Unmappable characters

asitagrawal · Post by **asitagrawal** » Tue Apr 17, 2007 3:05 pm

Hi,

I am having some isue with character translations.

The job under test is being run on exactly the same
database and input job params, except, the Operating System of the Ascential Server.

In case #1, the job is run on Windows 2000 Pro edition server,
and in case #2, I have Windows Server 2003 Enterprise Edition.

I am getting Unmappable characters Warning in the Case #2 and
not in Case #1. U may refer to the log file. ( see the URLs below ).

Can anyone throw some light on this situation ?
Case#1 Log File http://asit.agrawal.googlepages.com/Local.txt
Case#2 Log File http://asit.agrawal.googlepages.com/Production.txt

Warm Regards,
Asit

asitagrawal · Post by **asitagrawal** » Tue Apr 17, 2007 3:25 pm

On the DB2 stage and I have NLS set as Project default (MS1252)

while writing into Flat File I have UNICODE.

Also, note that the same job, with same setting are giving different logs
when run on different OS Server !!

asitagrawal · Post by **asitagrawal** » Tue Apr 17, 2007 3:27 pm

I tried UTF8 for the DB2 stage, but no luck..
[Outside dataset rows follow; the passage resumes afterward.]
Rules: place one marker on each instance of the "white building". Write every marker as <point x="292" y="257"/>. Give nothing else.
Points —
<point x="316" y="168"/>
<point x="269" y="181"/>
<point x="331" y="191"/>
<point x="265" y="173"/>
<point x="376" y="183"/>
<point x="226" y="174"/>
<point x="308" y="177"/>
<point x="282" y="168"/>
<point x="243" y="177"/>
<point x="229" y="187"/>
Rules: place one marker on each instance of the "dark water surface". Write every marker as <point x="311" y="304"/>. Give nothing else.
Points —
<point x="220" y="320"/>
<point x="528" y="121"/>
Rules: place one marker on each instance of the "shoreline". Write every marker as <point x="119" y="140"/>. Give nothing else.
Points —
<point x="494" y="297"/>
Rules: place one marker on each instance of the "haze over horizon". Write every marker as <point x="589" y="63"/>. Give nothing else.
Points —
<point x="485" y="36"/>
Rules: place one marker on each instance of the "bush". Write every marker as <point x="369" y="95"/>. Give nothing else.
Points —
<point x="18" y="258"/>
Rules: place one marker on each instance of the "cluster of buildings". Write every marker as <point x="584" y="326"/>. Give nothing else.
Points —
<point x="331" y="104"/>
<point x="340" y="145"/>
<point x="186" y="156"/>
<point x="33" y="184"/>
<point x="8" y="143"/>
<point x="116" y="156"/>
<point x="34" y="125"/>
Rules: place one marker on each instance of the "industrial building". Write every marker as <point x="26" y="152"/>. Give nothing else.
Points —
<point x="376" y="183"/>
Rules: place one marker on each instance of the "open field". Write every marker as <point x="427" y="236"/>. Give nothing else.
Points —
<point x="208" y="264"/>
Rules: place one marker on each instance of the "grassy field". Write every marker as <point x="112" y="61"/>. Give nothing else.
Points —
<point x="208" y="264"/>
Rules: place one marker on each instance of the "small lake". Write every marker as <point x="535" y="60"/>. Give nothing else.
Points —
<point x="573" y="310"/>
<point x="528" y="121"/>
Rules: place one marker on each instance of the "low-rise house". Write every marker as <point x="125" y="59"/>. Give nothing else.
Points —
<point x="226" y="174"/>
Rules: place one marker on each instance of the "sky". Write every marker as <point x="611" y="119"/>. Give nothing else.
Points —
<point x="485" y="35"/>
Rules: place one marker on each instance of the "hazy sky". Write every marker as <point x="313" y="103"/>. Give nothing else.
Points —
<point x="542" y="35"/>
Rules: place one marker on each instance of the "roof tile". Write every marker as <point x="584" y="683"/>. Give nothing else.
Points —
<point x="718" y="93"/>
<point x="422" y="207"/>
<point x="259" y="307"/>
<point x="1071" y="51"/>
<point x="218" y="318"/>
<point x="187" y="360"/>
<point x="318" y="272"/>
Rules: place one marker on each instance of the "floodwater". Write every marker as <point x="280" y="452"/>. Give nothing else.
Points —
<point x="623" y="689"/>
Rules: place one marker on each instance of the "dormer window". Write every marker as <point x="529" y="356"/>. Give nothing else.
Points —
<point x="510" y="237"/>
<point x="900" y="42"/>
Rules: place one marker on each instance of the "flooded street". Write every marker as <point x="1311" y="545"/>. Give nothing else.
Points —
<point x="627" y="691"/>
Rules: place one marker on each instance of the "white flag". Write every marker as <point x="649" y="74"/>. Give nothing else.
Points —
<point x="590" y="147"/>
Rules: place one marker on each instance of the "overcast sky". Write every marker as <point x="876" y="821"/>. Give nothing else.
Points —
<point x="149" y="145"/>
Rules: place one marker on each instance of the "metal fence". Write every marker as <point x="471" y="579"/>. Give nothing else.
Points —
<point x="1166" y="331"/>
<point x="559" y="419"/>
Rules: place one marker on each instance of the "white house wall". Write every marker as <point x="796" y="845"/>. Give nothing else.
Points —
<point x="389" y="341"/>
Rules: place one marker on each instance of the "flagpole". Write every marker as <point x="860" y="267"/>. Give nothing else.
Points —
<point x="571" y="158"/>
How did u resolve? Did u start getting correct characters in the file ??

ray.wurlod · Post by **ray.wurlod** » Tue Apr 17, 2007 3:36 pm

DataStage is not a translation tool. Use a consistent mapping throughout. The other important aspect is that you use the correct map. Lacking other information, this choice is likely to be an educated guess. Think about ISO 8859-1 as a possibility.

rafik2k · Post by **rafik2k** » Tue Apr 17, 2007 3:48 pm

asitagrawal wrote:I tried UTF8 for the DB2 stage, but no luck..

How did u resolve? Did u start getting correct characters in the file ??

In my case I used UTF8 for entire job.
try changing some other map.
Those invalid unhandled character was trunacted some other character.

asitagrawal · Post by **asitagrawal** » Wed Apr 18, 2007 5:55 am

Now, I was doing a test for the correct nls map for my case.

I am reading from DataBase and writing it to a Sequential File ( Seq #1 ).

In the next job, I am reading from Seq #1 and writing its data to a new Sequential file ( Seq #2 ).

The NLS settings for the Sequential File stages is UNICODE, with Byte-swapped and byte-order mark options selected.

Now, when the Seq #1 contains any data, then both the jobs run ok.. i.e Finish (Ok).

But, the problem is , if the Seq #1 does not contain any data, i.e a Seq #1 is blank, then the first job, ( one which is creating Seq #1 ) runs ok, but the second job , which is reading from Seq #1 and writing to Seq #2, Aborts.
The error message in the Director is ds_seqgetnext: Unable to read byte order mark - The operation completed successfully.

ray.wurlod · Post by **ray.wurlod** » Wed Apr 18, 2007 3:09 pm

DataStage NLS replies upon a byte order mark being present in the file header. This tells DataStage whether the byte order of the machine is big-endian or little-endian. Byte order is critically important when there can be more than one byte per character.

For example, in a hashed file the first two bytes are 0xacef or 0xefac depending on the byte-order of the machine.

Clearly a totally empty file can not have a byte order mark.

Your solution will involve pre-checking for the file's size and only executing where this is greater than or equal to 2 bytes.

ray.wurlod · Post by **ray.wurlod** » Mon Apr 23, 2007 4:42 pm

"UTF8" is like "UNIX" - every vendor has their own idea about what it should be. There are many eight-bit encodings of Unicode, all of which are entitled to call themselves "UTF8". There is no single UTF8.